5 Common Greeny Vegetables To Consider In Your Diet
Doing grocery shopping is an amazing thing to fill the stock in your house,. Whereas some prefer buying less products just for one time consumption, others buy a stock that will last for a month or more. Here are 5 best Vegetables you can invest in for your diet.
This green has healthy amounts of vitamins C, A, and K as well as manganese. Working 1.5 cups of green, leafy vegetables into your day may lower your odds of getting type 2 diabetes.
Cooking tip: Sneak spinach into your daily routine by adding it to scrambled eggs and casseroles or blending it into smoothies.
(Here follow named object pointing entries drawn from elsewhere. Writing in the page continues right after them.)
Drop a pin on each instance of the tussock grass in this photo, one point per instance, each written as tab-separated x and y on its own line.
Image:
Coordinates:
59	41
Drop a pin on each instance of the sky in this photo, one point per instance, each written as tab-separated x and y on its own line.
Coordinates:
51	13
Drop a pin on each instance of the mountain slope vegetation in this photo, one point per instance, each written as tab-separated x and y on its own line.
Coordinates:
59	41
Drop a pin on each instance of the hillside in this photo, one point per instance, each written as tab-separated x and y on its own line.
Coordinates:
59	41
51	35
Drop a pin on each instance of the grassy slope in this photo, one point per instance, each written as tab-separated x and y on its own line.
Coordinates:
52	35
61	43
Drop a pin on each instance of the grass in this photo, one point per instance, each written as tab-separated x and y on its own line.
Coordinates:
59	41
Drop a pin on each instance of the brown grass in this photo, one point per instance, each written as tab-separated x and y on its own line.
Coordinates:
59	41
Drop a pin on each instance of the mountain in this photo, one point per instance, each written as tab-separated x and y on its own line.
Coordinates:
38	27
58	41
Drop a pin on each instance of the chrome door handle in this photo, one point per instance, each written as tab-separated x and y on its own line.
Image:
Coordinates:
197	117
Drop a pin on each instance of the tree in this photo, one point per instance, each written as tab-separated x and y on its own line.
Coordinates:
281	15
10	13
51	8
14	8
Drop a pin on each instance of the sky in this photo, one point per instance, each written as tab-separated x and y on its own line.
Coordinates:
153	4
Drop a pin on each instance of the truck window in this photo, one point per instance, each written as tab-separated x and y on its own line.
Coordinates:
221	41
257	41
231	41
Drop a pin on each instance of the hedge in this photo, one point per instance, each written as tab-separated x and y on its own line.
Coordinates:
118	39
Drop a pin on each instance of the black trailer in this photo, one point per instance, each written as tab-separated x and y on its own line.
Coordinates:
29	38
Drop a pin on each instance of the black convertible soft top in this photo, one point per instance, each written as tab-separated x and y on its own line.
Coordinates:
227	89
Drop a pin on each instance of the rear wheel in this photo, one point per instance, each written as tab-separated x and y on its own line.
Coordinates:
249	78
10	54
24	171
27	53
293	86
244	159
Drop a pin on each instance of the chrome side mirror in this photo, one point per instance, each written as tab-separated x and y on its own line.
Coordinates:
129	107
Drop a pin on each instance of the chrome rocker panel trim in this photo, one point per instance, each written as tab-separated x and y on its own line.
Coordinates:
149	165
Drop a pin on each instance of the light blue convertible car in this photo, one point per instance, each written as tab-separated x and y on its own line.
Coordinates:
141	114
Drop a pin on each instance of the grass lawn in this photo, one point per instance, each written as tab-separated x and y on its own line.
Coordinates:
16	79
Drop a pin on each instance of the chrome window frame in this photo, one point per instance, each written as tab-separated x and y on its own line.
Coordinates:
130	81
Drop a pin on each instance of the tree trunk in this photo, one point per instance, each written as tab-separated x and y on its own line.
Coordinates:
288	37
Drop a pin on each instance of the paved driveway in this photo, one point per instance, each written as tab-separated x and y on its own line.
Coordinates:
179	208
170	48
Broccoli is one of nature’s rock stars. It’s a top source of natural plant chemicals shown to help lower the risk of some cancers (though many other things also affect your cancer risk). Each cup of the florets also gives you plenty of vitamins C and K.
Cooking tip: Steam the florets for a simple side dish. Or add them into stir-fries, frittatas, and even smoothies that also have naturally sweet things, like fruit, to mask the broccoli taste.
Packed with nutrients like beta-carotene, vitamin C, and bone-building vitamin K, kale has been billed as an ultimate super food. Not everyone likes its strong flavor. Enter up-and-coming baby kale. The immature kale leaves are deliciously tender and don’t require any chopping.
Cooking tip: Look for baby kale packed in plastic containers alongside baby spinach in supermarkets. Use in wraps, salads, and pasta dishes.
4. RED PAPER
You think of it as a veggie, but it’s actually a fruit. One medium pepper delivers B vitamins, beta carotene, and more than twice your daily need for vitamin C.
Cooking tip: For a fanciful main dish, cut the tops off peppers, remove the inner white membranes and seeds, and then roast until tender. Finish by filling with your favorite whole-grain salad.
5. SWISS CHARD
Two main varieties of Swiss chard are found on store shelves: one with multicolored stems and veins, often called rainbow chard, and another with white stems and veins. Both are great sources of lutein and zeaxanthin, an antioxidant duo that’s good for your eyes. At only 7 calories a cup for raw chard, the green giant is waistline-friendly, too.
Cooking tip: To preserve its nutritional might, lightly steam chard and toss with vinaigrette. You can also use the leaves instead of tortillas when making soft tacos.